Finalement, oui les objets connectés créent peut-être une certaine inactivité au niveau de l’emploi, mais ils en conçoivent également beaucoup de nouveaux postes et d’entreprises ! Un processus économique simple explique ce que nous sommes actuellement en train de traverser, cela se nomme la « destruction créatrice » ! Elle consiste en là disparition et l’apparition simultanée de différents secteurs économiques. Cependant, toutes les innovations ne remplacent pas et ne détruisent pas (ou du moins pas totalement) et de manière systématique les activités dans lesquelles elles se produisent. Dans le cas des objets connectés donc, l’emploi humain n’est pas supprimé, il se modifie et s’adapte simplement à la nouvelle ère technologique dans laquelle il se situe.

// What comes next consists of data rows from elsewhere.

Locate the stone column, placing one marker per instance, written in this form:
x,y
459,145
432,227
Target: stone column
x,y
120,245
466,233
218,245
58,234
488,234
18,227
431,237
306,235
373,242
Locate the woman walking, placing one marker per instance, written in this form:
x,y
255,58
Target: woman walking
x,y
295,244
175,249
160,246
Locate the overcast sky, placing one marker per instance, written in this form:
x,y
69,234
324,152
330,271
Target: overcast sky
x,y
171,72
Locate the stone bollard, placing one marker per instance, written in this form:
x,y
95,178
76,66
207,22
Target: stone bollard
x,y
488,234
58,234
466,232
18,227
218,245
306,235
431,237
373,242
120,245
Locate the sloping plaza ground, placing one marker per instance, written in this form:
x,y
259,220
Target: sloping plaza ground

destruction créatrice dossier emploi

 Une étude menée par le magazine Maddyness spécialisé dans les start-ups affirme que 36 millions de professionnels de l’informatique travailleront d’ici 2018 ! Il s’agit certes d’emplois qualifiés, mais au vu du nombre de jeunes se tournant vers l’informatique et l’ingénierie (+7% par an depuis 1990 selon l’Insee), tout indique que le secteur des objets connectés devrait constituer en un formidable Eldorado de l’emploi.